Author Topic: Regular expression not matching a string  (Read 5912 times)

pitord

  • Junior Community Member
  • Posts: 3
  • Hero Points: 0
Regular expression not matching a string
« on: January 19, 2011, 11:24:55 PM »
Hello,

How does one using regular expression (preferably UNIX) search for the lines that do not contain the string "Albany", and ultimately for all the lines that contain Pittsburgh and do not contain Albany.

Montreal   Toronto    Albany  Cleveland
Detroit    New York   Albany  Cleveland
Pittsburgh Washington Albany  Akron
Pittsburgh Washington Albany  Akron
Pittsburgh Washington Albany  Akron
Pittsburgh Los Angeles Hanover Johnstown
Pittsburgh New York   Albany  Sacramento
Pittsburgh Seattle    Albany  Sacramento
Pittsburgh Washington Chicago Sacramento

Thank you in advance,

Peter

MartyL

  • Senior Community Member
  • Posts: 166
  • Hero Points: 29
  • Synergex
Re: Regular expression not matching a string
« Reply #1 on: January 20, 2011, 12:10:54 AM »
This ought to do it for you.

Code: [Select]
(?:Pittsburgh)+?(?!.*Albany)
SlickEdit's Regex Evaluator is extremely helpful in building your expression. Check out Tools > Regex Evaluator

The little dropdown to the right of the expression box has a shortcut to SlickEdit's help section on regular expressions. They break down the different types for you, so Unix format is cake even if you weren't previously familiar with it.

pitord

  • Junior Community Member
  • Posts: 3
  • Hero Points: 0
Re: Regular expression not matching a string
« Reply #2 on: January 20, 2011, 03:57:46 PM »
MartyL,

What do you mean by this ought to do it for you?  It works like a dream, this is quite a thing.  Did you actually construct it using the little dropdown to the right of the expression box... no way.
I would like to ask a couple questions about the syntax if you don't mind.  I tried to disassemble your code and attach SlickEdit's Help explanations:
(?:Pittsburgh) => (?:X) => Matches subexpression X but does not define a tagged expression
+?                =>  X+?  => Minimal match of one or more occurrences of X.
(?!.*Albany)   => (?!X) => Search fails if expression X is matched.
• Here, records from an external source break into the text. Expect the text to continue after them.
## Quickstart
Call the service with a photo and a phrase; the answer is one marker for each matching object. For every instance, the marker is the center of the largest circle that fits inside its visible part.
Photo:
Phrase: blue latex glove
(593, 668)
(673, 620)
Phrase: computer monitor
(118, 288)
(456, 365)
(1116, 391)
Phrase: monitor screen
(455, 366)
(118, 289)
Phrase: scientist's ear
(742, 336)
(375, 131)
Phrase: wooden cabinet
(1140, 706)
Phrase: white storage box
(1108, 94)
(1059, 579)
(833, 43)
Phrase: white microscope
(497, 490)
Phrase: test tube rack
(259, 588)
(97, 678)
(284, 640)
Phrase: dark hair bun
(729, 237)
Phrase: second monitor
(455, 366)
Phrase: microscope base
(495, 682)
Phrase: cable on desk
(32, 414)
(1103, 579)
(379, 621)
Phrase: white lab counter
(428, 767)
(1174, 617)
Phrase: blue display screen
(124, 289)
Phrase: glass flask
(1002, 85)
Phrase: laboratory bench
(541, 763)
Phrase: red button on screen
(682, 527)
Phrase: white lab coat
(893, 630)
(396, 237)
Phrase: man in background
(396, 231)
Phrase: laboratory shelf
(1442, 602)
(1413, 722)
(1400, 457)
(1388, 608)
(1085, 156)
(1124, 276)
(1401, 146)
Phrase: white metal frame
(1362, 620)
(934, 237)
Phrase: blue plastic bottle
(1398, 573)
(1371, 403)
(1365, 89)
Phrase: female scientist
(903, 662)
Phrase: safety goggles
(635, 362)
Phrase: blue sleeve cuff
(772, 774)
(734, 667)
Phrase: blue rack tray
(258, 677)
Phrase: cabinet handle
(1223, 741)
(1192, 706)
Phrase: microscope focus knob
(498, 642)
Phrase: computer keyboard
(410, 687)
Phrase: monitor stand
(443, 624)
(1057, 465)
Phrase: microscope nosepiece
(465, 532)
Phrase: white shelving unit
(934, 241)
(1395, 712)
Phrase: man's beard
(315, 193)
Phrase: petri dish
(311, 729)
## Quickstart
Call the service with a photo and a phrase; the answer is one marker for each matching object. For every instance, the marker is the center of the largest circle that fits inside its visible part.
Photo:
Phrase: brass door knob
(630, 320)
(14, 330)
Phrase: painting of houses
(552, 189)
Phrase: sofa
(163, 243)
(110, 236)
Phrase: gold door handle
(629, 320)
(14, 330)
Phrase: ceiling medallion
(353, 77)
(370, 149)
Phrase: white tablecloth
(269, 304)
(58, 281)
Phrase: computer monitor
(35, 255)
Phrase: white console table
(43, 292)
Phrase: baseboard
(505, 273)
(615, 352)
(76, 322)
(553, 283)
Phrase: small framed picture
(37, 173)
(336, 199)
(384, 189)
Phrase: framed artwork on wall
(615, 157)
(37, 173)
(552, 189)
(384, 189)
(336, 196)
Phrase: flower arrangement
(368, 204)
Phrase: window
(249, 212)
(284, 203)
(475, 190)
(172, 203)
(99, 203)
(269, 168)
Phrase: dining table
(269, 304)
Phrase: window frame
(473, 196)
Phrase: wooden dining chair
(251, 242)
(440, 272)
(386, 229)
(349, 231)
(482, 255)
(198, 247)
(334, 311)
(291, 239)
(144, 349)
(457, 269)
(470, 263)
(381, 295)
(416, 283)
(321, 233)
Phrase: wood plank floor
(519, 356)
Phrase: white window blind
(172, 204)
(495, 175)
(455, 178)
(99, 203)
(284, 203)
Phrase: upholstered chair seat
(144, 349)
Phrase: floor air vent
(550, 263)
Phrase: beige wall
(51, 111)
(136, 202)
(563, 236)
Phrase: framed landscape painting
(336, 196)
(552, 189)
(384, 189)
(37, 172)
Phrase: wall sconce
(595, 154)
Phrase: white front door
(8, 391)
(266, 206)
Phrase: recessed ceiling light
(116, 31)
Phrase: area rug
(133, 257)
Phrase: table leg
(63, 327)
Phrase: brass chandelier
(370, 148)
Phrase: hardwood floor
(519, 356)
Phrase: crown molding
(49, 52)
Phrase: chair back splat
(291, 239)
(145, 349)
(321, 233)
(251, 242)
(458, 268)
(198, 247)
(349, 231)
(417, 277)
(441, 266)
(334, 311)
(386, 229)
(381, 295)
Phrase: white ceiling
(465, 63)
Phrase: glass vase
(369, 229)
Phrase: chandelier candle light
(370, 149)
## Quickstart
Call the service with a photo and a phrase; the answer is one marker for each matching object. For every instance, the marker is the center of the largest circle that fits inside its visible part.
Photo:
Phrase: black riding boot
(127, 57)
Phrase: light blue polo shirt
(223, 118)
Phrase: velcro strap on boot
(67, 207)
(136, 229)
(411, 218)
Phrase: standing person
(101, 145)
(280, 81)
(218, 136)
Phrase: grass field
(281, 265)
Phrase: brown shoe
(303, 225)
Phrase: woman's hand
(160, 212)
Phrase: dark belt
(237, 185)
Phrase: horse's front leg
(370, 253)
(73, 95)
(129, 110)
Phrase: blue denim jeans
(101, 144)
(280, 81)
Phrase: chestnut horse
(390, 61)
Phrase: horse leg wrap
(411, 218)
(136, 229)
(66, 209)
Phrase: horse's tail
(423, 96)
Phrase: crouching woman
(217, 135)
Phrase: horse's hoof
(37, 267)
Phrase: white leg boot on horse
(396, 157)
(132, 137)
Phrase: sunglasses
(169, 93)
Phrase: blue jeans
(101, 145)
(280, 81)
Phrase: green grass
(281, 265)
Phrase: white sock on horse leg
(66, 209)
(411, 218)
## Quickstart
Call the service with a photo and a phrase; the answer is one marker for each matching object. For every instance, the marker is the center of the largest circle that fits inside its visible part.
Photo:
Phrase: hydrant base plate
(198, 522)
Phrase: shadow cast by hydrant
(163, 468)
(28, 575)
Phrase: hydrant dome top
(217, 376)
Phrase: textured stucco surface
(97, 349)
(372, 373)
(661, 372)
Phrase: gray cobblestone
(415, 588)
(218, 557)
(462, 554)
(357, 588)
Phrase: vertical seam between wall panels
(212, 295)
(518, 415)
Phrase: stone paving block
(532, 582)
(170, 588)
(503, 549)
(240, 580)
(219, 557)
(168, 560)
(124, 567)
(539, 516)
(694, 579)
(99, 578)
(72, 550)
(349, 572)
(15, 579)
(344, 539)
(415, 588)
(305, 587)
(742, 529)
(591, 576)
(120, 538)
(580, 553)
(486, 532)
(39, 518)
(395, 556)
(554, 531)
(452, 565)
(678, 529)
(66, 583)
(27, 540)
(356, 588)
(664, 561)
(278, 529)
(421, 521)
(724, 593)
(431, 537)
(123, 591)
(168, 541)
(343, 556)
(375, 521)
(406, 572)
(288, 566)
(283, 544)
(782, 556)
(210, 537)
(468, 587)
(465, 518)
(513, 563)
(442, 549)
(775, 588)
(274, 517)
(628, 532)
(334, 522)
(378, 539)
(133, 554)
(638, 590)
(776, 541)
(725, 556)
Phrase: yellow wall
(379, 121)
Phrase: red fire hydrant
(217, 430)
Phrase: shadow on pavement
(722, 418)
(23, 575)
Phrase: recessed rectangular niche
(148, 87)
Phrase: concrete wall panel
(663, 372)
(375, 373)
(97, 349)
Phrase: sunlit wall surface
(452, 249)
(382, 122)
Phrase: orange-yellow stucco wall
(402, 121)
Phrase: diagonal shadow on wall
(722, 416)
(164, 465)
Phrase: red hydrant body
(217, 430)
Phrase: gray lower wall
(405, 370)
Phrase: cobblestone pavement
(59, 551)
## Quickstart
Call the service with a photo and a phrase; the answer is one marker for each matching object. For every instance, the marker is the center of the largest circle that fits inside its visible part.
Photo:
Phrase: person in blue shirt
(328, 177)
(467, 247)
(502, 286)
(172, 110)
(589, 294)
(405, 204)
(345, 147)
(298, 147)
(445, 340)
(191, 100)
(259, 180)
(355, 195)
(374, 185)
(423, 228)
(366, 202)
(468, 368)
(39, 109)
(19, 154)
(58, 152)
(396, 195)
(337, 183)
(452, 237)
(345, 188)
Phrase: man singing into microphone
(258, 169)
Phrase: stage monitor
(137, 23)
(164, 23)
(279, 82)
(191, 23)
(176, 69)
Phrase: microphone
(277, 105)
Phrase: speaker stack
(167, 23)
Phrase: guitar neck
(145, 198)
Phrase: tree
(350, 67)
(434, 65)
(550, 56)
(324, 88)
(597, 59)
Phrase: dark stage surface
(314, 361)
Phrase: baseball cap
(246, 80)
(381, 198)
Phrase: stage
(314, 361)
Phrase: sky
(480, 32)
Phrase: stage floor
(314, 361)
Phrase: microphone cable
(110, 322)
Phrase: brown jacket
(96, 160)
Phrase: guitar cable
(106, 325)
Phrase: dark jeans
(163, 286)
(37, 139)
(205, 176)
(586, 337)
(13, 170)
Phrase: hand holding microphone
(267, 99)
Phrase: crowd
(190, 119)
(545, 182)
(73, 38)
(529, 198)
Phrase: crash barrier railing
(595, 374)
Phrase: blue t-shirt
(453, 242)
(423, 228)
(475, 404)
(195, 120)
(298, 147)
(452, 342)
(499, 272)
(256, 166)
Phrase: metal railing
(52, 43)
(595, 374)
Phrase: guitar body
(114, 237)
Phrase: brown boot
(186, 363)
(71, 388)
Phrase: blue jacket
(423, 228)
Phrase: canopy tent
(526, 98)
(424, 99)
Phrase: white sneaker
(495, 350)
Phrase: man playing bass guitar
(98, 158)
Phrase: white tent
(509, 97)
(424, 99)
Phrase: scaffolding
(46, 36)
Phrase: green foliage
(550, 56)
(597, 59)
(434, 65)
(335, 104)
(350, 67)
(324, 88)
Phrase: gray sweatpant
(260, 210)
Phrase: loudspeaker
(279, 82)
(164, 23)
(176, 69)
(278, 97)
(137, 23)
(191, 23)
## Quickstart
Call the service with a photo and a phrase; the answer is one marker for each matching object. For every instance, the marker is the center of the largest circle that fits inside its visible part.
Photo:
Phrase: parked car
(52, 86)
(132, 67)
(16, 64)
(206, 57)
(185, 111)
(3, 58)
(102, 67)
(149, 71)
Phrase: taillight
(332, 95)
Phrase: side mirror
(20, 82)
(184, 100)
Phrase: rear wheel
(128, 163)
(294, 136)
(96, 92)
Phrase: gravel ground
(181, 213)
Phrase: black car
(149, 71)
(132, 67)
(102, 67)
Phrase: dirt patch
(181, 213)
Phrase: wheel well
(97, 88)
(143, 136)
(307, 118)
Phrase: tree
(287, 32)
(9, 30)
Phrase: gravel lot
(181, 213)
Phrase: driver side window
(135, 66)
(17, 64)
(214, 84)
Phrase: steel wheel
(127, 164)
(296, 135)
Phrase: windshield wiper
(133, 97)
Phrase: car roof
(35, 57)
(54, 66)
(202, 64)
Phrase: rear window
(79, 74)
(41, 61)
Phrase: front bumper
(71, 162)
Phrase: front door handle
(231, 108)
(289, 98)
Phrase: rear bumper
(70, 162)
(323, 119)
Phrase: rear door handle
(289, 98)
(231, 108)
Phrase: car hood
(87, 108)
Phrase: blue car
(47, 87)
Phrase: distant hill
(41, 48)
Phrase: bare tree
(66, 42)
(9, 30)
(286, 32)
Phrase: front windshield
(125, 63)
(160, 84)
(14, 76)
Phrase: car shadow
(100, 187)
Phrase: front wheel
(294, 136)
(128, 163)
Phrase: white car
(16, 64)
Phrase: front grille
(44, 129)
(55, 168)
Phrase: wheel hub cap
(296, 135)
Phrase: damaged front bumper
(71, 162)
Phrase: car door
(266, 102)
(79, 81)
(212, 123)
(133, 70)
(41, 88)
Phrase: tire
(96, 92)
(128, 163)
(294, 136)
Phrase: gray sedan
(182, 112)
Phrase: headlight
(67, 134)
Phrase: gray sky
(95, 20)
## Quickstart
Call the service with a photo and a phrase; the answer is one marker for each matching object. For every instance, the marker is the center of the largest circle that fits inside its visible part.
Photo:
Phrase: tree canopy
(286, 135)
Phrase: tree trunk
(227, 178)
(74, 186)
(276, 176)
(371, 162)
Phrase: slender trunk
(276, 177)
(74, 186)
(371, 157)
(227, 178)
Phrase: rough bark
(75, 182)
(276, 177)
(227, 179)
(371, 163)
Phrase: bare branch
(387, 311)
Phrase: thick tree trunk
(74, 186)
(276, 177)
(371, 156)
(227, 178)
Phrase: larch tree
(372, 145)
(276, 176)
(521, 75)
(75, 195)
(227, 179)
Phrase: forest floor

The expression ^(?!if) matches the beginning of all lines that do not start with if.
I think I might be right thus far, the question is what is the .*, I was thinking that * (as a wild card would do it, but no way, it messes the whole thing up beyond recognition).
I look in the same SlickEdit Help and I see:
s.*?t  =>  Matches the letter s followed by any number of characters followed by the nearest letter t. Two possible matches are seat and st
That looks good, now what is the ? doing here.
I appreciate your help, great stuff,

Pedro
 

MartyL

  • Senior Community Member
  • Posts: 166
  • Hero Points: 29
  • Synergex
Re: Regular expression not matching a string
« Reply #3 on: January 20, 2011, 05:22:33 PM »
Hi Pedro,

I did not use the dropdown to build it. I used SlickEdit's very helpful help to put it together.

Your breakdown looks correct.

?:  => could be omitted if you need to use the tagged expressions. If you are only using the regex to check for a match and don't necessarily care about using the regex to help breakdown your string, then the ?: should perform slightly faster.

+?  => is checking for one or more of the (?:Pittsburgh)'s. If you want to find one and only one, use (?:Pittsburgh){1}

?!  => is a fail condition, correct. That's the key to making sure that Albany is not in the string.

.*  => is what absorbs the rest of the string between Pittsburgh and your failure condition, Albany. The period is a wildcard character and the asterisk is a maximal match of zero or more occurrences. If you used this wildcard outside of your failure condition (?!), then it would consume the Albany as well and you would never find your failure case.

In the example (s.*?t), the period is a wildcard and *? is a minimal match of zero or more characters. The minimal match means that it will favor matching a "t" character to the "t" in your regex, rather than to the wildcard.

Hope this helps,
Marty

pitord

  • Junior Community Member
  • Posts: 3
  • Hero Points: 0
Re: Regular expression not matching a string
« Reply #4 on: January 20, 2011, 07:59:38 PM »
Marty,

And thanks to your explanations I even understand how it works.  This is great stuff.
Really appreciate your help.

Pedro